Herding Behavior among Residential Developers

Abstract

We investigate whether US real estate developers display herding in their building permit seeking behavior. We measure herding over the period 1988 through 2011 by applying to permit issuances measures previously used in studies of stock herding. We find evidence of herding at levels comparable to those found in studies involving common-stock trading. Developer herding is also stronger in up markets, than in down markets.
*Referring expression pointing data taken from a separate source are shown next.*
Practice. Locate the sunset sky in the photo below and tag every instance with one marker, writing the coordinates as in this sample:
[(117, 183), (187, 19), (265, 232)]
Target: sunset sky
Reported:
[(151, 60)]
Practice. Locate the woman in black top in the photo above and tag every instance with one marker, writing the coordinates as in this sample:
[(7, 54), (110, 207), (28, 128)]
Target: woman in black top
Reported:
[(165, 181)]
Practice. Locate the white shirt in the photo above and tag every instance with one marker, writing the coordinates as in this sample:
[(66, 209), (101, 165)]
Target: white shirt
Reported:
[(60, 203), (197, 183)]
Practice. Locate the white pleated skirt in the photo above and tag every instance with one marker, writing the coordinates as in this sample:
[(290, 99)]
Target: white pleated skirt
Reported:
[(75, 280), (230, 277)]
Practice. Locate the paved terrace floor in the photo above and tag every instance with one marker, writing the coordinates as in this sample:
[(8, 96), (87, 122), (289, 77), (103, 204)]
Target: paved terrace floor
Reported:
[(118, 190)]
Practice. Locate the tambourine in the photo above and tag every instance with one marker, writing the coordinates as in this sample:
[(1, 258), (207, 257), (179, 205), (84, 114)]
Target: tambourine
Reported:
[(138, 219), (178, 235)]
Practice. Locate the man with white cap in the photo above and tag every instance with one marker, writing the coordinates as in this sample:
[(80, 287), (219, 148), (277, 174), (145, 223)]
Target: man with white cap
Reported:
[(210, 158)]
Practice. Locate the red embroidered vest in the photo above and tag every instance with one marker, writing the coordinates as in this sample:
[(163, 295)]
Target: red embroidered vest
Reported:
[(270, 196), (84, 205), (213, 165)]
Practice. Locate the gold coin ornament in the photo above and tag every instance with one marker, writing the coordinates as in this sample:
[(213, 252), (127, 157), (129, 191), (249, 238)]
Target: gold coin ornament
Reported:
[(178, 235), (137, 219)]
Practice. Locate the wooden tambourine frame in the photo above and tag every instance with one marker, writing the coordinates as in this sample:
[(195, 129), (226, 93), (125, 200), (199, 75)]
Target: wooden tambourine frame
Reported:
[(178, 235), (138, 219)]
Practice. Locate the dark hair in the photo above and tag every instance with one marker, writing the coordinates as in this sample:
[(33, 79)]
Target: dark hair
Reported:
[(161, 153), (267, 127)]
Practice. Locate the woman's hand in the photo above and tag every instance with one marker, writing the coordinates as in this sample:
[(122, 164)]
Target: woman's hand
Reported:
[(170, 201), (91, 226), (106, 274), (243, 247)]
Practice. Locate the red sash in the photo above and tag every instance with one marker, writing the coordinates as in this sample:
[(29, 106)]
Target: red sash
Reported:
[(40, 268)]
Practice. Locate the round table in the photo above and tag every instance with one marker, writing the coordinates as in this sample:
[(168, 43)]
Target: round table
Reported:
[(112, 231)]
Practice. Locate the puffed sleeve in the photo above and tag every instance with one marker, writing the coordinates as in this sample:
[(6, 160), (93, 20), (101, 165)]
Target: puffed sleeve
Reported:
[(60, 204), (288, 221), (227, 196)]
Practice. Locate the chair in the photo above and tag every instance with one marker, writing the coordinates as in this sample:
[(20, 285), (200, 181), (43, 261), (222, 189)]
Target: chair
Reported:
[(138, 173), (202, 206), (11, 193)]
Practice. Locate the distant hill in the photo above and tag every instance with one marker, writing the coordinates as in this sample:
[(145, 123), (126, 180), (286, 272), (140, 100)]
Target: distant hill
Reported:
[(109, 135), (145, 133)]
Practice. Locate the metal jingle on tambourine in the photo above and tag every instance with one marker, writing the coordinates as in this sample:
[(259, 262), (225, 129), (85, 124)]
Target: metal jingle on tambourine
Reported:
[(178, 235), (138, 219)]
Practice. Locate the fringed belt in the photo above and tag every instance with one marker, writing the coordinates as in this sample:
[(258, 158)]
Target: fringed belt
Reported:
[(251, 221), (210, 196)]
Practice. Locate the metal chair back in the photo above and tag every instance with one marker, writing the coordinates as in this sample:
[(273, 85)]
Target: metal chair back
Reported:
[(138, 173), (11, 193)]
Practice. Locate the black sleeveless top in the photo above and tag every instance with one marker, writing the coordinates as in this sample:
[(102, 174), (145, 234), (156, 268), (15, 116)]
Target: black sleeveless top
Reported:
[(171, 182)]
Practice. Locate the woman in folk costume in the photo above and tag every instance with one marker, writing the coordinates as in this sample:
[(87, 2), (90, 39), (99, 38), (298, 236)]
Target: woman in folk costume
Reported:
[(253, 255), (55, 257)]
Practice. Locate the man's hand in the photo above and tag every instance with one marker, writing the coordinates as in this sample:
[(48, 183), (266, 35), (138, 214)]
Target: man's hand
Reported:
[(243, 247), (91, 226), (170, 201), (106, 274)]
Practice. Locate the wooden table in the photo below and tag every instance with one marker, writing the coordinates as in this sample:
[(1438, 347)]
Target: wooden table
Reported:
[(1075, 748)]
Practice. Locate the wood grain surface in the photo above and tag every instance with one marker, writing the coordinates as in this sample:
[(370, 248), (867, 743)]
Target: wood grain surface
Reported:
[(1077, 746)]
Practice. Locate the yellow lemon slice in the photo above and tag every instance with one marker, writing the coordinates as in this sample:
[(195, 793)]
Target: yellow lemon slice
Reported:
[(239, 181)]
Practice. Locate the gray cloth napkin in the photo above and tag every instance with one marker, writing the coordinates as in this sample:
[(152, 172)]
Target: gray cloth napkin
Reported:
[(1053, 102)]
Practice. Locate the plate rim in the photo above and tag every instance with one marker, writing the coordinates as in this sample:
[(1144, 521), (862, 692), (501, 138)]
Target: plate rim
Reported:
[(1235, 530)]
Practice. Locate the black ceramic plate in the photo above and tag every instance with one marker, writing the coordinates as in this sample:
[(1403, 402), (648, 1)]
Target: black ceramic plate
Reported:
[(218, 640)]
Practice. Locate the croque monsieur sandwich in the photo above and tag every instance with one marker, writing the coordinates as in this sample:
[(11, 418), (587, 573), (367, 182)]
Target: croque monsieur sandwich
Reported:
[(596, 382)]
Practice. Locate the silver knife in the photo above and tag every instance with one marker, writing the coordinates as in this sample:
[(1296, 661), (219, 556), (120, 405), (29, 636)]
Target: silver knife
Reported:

This is consistent with up market buoyancy constraining the availability of reliable, independent information, which reinforces the tendency to follow the behavior of others.

Appendices

Appendix 1

By Bayes’ Rule, since

$$ {\displaystyle \begin{array}{l}\mathit{\Pr}\left(V=1|{S}_{1A}=1\right)=\mathit{\Pr}\left({S}_{1A}=1\cap V=1\right)/\mathit{\Pr}\left({S}_{1A}=1\right)\\ {}=\frac{\mathit{\Pr}\left({S}_{1A}=1|V=1\right)\mathit{\Pr}\left(V=1\right)}{\mathit{\Pr}\left({S}_{1A}=1|V=1\right)\mathit{\Pr}\left(V=1\right)+\Pr \left({S}_{1A}=1|V=0\right)\mathit{\Pr}\left(V=0\right)}\\ {}=\frac{\phi_1p}{\phi_1p+\left(1-{\phi}_1\right)\left(1-p\right)},\end{array}} $$

we have

$$ {\displaystyle \begin{array}{l}{R}_{1A}\left({\left.{S}_{1A}\right|}_{S_{1A}=1}\right)=E\left(V|{S}_{1A}=1\right)-C\\ {}=\Pr \left(V=1|{S}_{1A}=1\right)-C\\ {}=\frac{\phi_1p}{\phi_1p+\left(1-{\phi}_1\right)\left(1-p\right)}-C.\end{array}} $$

Appendix 2

By Bayes’ Rule, because

$$ {\displaystyle \begin{array}{l}\mathit{\Pr}\left({S}_{1A}=1\cap {S}_{2B}=0\right)\\ {}=\Pr \left({S}_{1A}=1\cap {S}_{2B}=0|V=1\right)\mathit{\Pr}\left(V=1\right)\\ {}\kern0.48em +\Pr \left({S}_{1A}=1\cap {S}_{2B}=0|V=0\right)\mathit{\Pr}\left(V=0\right)\\ {}={\phi}_1\left(1-{\phi}_2\right)p+{\phi}_2\left(1-{\phi}_1\right)\left(1-p\right),\end{array}} $$

we have

$$ {\displaystyle \begin{array}{l}{R}_{2B}\left({\left.{S}_{1A},{S}_{2B}\right|}_{S_{1A}=1\cap {S}_{2B}=0}\right)=\rho \left[E\left(V|{S}_{1A}=1\cap {S}_{2B}=0\right)-C\right]\\ {}=\rho \left[\frac{\mathit{\Pr}\left({S}_{1A}=1\cap {S}_{2B}=0|V=1\right)\mathit{\Pr}\left(V=1\right)}{\mathit{\Pr}\left({S}_{1A}=1\cap {S}_{2B}=0\right)}-C\right]\\ {}=\frac{\rho {\phi}_1\left(1-{\phi}_2\right)p}{\phi_1\left(1-{\phi}_2\right)p+{\phi}_2\left(1-{\phi}_1\right)\left(1-p\right)}-\rho C.\end{array}} $$

Appendix 3

By Bayes’ Rule, because

$$ {\displaystyle \begin{array}{l}\mathit{\Pr}\left({S}_{1A}=0\cap {S}_{2B}=1\right)\\ {}=\Pr \left({S}_{1A}=0\cap {S}_{2B}=1|V=1\right)\mathit{\Pr}\left(V=1\right)\\ {}\kern0.6em +\Pr \left({S}_{1A}=0\cap {S}_{2B}=1|V=0\right)\mathit{\Pr}\left(V=0\right)\\ {}=\left(1-{\phi}_1\right){\phi}_2p+{\phi}_1\left(1-{\phi}_2\right)\left(1-p\right),\end{array}} $$

we can obtain

$$ {\displaystyle \begin{array}{l}{R}_{2B}\left({\left.{S}_{1A},{S}_{2B}\right|}_{S_{1A}=0\cap {S}_{2B}=1}\right)=\rho \left[E\left(V|{S}_{1A}=0\cap {S}_{2B}=1\right)-C\right]\\ {}=\rho \left[\frac{\mathit{\Pr}\left({S}_{1A}=0\cap {S}_{2B}=1|V=1\right)\mathit{\Pr}\left(V=1\right)}{\mathit{\Pr}\left({S}_{1A}=0\cap {S}_{2B}=1\right)}-C\right]\\ {}=\frac{\rho \left(1-{\phi}_1\right){\phi}_2p}{\left(1-{\phi}_1\right){\phi}_2p+{\phi}_1\left(1-{\phi}_2\right)\left(1-p\right)}-\rho C.\end{array}} $$